8 marzo di fatto

Piano C, così le mamme portano i figli al lavoro

A Milano uno spazio di coworking e “cobaby” (asilo condiviso) per professioniste che non rinunciano ad avere i figli nella stanza accanto. La founder Riccarda Zezza: “È un modo per cambiare il lavoro e cambiare noi stesse, perché essere madri crea valore”

Pubblicato il 06 Mar 2014

Piano C, così le mamme portano i figli al lavoro

Un lavoro a misura di donna e, più in generale, a misura “di vita”. È l’idea intorno alla quale ruota Piano C https://www.pianoc.it/, piattaforma di coworking e di cobaby (asilo condiviso) che consente alle mamme che lavorano di noleggiare scrivanie e altri servizi professionali mentre i loro figli, nella stanza accanto, giocano sotto la guida delle educatrici. Fondato nel 2012 a Milano, in via Simone d’Orsenigo, da Riccarda Zezza, è un luogo con pareti colorate, arredamento di design e due grandi sale: una per il lavoro in comune e l’altra per i bambini, piena di cuscini colorati e di giochi. Pagando abbonamenti tagliati su misura per varie esigenze (300 euro al mese per ingressi illimitati, 16 euro al giorno per chi è frequentatore occasionale ma anche 2.400 euro per un anno intero di servizi e vita nella community), si può provare ad unire le esigenze professionali con quelle della famiglia. È aperto dalle 9.00 alle 19.00, i bambini dai 3 mesi ai 3 anni hanno una sala dedicata a loro in questo arco di tempo, mentre una seconda sala apre alle 16.00 per intrattenere bambini di età diverse, secondo le esigenze delle coworker. Lo spazio-gioco ospita sia i figli dei coworker, sia i bambini “esterni”.

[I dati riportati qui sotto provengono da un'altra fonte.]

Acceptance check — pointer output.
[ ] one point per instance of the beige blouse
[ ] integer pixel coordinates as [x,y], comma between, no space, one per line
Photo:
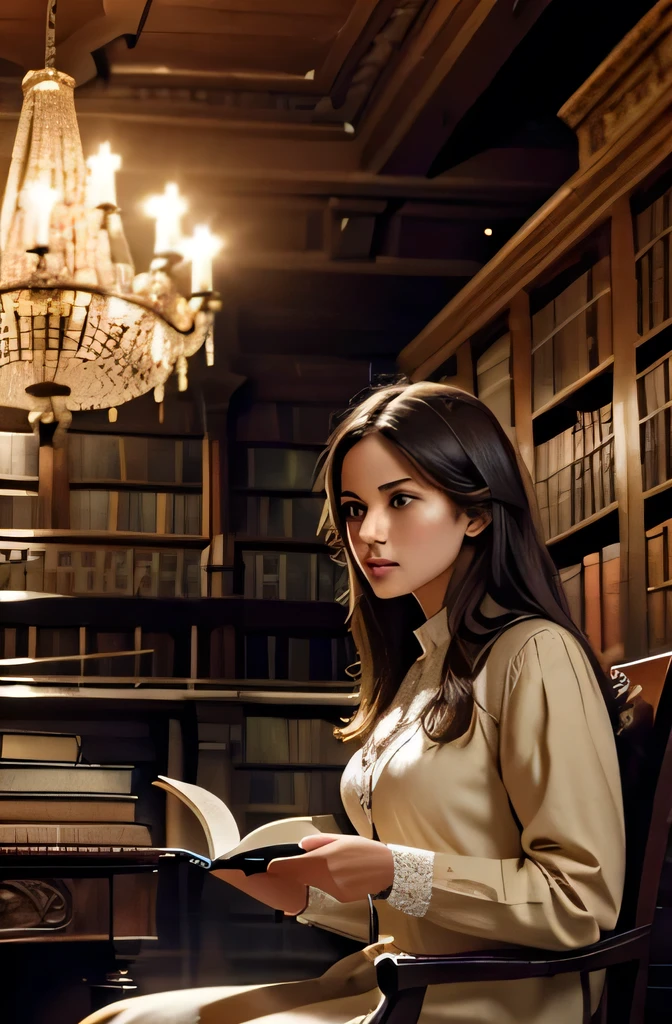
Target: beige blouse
[512,834]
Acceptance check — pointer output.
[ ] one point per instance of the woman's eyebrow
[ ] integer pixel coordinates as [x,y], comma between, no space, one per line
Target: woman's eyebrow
[383,486]
[388,486]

Un progetto che si è meritato il Premio come “miglior innovazione sociale in Europa” per il 2012 della Bei, Banca Europea degli investimenti, e che, in vista dell’8 marzo, andrà a “raccontarsi” in giro per Milano in occasione di eventi dedicati alla Giornata della Donna.

L’idea è venuta a Zezza dopo una carriera nelle multinazionali: essendo anche giovane madre di due bambini, ha deciso di licenziarsi e lavorare da imprenditrice solo su questa esperienza insieme con il co-fondatore Carlo Mazzola e altri soci.

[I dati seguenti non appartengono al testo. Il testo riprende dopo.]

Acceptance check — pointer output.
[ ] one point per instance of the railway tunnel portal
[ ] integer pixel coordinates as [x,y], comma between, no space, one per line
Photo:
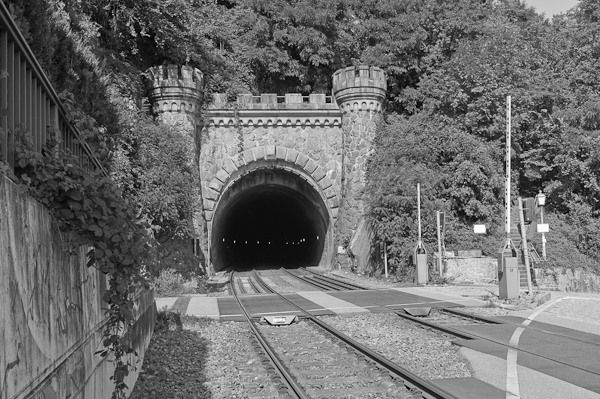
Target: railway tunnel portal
[282,177]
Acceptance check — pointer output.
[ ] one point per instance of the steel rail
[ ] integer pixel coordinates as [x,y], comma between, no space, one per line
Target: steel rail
[358,287]
[411,380]
[311,282]
[254,286]
[315,281]
[241,284]
[281,369]
[335,282]
[464,335]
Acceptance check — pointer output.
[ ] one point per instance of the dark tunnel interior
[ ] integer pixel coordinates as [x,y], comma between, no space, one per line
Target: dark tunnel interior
[269,225]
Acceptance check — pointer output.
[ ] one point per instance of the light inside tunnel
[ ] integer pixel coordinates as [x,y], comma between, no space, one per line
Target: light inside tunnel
[273,212]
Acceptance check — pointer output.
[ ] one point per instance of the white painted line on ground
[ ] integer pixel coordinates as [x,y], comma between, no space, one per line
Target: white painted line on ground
[512,377]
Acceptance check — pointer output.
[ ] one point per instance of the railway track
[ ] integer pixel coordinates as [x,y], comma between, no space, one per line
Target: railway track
[438,318]
[442,319]
[313,360]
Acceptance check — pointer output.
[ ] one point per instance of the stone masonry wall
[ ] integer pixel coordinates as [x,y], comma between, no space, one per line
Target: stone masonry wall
[472,270]
[564,279]
[51,316]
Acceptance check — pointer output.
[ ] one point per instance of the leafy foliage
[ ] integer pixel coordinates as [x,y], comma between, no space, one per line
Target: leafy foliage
[90,207]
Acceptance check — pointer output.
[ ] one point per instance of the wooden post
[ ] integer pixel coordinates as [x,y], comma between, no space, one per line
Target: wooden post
[419,243]
[507,175]
[439,242]
[525,247]
[385,258]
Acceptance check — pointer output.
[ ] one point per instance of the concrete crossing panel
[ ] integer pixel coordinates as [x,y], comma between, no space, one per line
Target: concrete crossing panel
[332,303]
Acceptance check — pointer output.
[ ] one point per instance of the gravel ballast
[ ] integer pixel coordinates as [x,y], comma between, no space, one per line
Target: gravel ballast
[426,353]
[203,358]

Come spiega la founder, il progetto è nato perché “il piano A mi è sempre sembrato presuntuoso e sorpassato, e il piano B più simpatico ma carico di rinunce. Perciò ho ritenuto che il 21esimo secolo fosse pronto per un piano C”: ovvero, invece di dedicarsi anima e corpo solo al lavoro, o rinunciarvi per i figli, riuscire – grazie a questa terza via – a combinare le due cose in modo più flessibile.

Ad oggi sono una cinquantina i co-worker che fanno parte della Community: ci sono enti del calibro di Oxfam ma anche singoli professionisti, mamme ma anche qualche papà. E le sale ospitano spesso riunioni ed eventi. Zezza tiene a sottolineare che “Piano C non è solo un coworking speciale: è un modo di fare le cose, un laboratorio di nuovi modelli”.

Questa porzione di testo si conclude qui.